En el marco jurídico actual, tanto la Ley de Defensa de la Competencia como la Ley de Competencia Desleal tipifican una serie de conductas que resultan desleales y que están prohibidas por ir contra el mercado o los propios consumidores.

Una de las prácticas más habituales es aquella en las que un empresario se aprovecha, en beneficio propio, de toda la reputación, fama o buen hacer de otro, de sus productos o de sus servicios, procediendo a imitar el producto o servicio o la forma de ofrecerlo en el mercado.

Según el artículo 11 de la Ley 3/1991 de Competencia Desleal, la imitación de prestaciones e iniciativas empresariales es libre, salvo que las mismas estén amparadas por un derecho de exclusiva, normalmente un derecho de propiedad industrial o intelectual.
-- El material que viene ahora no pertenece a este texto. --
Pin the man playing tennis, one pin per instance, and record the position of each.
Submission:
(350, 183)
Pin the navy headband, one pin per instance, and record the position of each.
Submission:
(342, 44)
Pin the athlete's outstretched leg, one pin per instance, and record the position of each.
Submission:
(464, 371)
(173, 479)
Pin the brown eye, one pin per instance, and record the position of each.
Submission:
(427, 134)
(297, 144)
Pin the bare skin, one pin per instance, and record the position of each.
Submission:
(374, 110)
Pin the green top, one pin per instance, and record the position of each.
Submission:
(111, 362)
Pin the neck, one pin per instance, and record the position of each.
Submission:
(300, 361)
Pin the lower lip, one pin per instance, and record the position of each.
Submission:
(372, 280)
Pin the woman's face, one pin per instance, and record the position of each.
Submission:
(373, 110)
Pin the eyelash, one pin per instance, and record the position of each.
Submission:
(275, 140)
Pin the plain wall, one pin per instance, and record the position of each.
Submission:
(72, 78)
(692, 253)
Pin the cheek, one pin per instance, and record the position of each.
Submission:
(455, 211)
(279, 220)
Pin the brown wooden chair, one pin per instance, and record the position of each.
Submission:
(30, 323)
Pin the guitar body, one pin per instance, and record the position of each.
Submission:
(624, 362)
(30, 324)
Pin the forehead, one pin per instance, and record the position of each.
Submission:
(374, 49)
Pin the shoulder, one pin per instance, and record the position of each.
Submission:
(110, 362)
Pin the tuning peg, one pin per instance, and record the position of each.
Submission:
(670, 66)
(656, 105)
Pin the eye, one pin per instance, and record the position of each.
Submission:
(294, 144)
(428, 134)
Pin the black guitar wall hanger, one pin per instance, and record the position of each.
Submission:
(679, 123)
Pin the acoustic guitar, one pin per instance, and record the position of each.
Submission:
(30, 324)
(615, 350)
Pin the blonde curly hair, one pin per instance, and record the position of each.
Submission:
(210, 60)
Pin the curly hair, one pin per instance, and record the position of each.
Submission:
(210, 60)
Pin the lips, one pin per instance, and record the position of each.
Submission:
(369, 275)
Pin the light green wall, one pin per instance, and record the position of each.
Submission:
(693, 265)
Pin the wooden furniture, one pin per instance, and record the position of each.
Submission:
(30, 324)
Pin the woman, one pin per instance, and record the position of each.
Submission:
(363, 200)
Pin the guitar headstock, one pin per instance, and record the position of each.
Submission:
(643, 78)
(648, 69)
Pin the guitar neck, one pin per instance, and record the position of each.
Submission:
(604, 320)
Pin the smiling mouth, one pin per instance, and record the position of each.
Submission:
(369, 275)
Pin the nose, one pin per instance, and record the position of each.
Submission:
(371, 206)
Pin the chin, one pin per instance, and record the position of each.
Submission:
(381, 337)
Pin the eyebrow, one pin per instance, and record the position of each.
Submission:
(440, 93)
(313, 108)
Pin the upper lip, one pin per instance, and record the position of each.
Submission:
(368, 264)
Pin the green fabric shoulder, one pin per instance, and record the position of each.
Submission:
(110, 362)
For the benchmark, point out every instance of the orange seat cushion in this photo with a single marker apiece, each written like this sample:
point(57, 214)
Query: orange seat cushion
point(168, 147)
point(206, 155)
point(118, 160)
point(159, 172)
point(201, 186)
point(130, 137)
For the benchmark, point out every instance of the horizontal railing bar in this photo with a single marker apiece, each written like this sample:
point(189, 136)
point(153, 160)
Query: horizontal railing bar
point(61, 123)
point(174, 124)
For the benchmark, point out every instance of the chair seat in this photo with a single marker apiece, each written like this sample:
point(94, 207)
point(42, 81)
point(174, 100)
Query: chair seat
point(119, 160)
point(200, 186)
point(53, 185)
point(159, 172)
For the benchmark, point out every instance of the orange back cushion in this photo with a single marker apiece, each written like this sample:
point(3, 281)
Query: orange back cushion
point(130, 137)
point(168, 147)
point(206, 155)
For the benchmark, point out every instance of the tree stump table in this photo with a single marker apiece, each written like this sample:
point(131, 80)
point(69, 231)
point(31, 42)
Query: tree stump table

No obstante, en el apartado segundo de este artículo, se establece textualmente que “la imitación de prestaciones de un tercero se reputará desleal cuando resulte idónea para generar la asociación por parte de los consumidores respecto a la prestación o comporte un aprovechamiento indebido de la reputación o el esfuerzo ajeno”.

A modo de ejemplo de lo anterior, la reciente sentencia del Tribunal Supremo de 7 de julio de 2009, enjuicia un acto de competencia desleal, al comercializar un empresario un electrodoméstico que otro consideraba una copia servil del aparato que él mismo fabricaba y comercializaba.

Nuestro más alto Tribunal estableció que no resulta de aplicación el principio de libre imitabilidad porque se aprecia un riesgo de asociación por parte de los consumidores respecto de los productos en conflicto, es decir, la imitación es idónea para producir una asociación entre la prestación imitadora y la prestación original, aun cuando el empresario infractor incluyó su propia marca en el producto imitado.

En esta sentencia, el Tribunal Supremo consideró la existencia de un riesgo de asociación por parte de los consumidores respecto de los productos en conflicto, con independencia de que la estampación en el exprimidor del signo denominativo fuera diferente, es decir, existía identidad de productos aunque identificados por dos marcas diferentes.

Vemos claramente que en esta Sentencia el principio de libre imitabilidad queda limitado, al apreciar el tribunal que "la semejanza es tan evidente que las diferencias se limitan, prima facie, a una ligera variación de tonalidad y de la forma del pie que sustenta el exprimidor, pudiendo incluso, dadas las similitudes de forma y estructura, intercambiarse sus elementos y aunque, cierto es, la marca es distinta, los elementos delimitadores esenciales son tan parecidos que es muy difícil, a primera vista, diferenciarlos, por lo que tal dato pasa a ser el más relevante".